The NGO also named eight “laggards” in the ad. They are: Rolex, Wal-Mart, Sears/Kmart, Jostens, Fred Meyer Jewelers, QVC, JC Penney, and Whitehall Jewellers.

“Despite growing demand from concerned consumers, mining corporations have yet to significantly reduce the harm their operations are inflicting on communities in many parts of the world,” said Keith Slack, co-director of the No Dirty Gold campaign and senior policy advisor for Oxfam America. “When major jewelry retailers demand ethically produced gold for their products, it’s time for the mining industry to take note and make changes in their practices.”

The No Dirty Gold campaign was launched two years ago. Since that time, it says that more than 30,000 consumers have signed a petition urging mining corporations to clean up their act and produce gold more responsibly.

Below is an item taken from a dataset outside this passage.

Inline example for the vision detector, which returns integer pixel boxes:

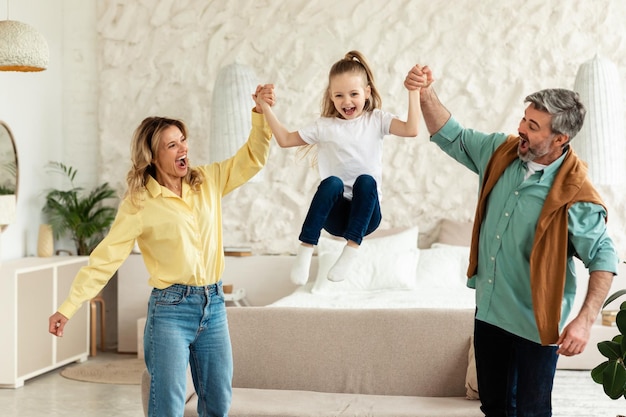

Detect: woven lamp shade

The jewelry industry “leaders” named by the No Dirty Gold campaign have endorsed human rights, environmental, and social justice principles that call for responsible practices in producing gold and precious metals. These include:

* Respect for basic human rights outlined in international conventions and law; 

* Free, prior, and informed consent from affected communities; 

* Respect for workers’ rights and labor standards;

* Protecting parks and natural reserves from mining; and,

* Protecting oceans, rivers, lakes, and streams from mining wastes.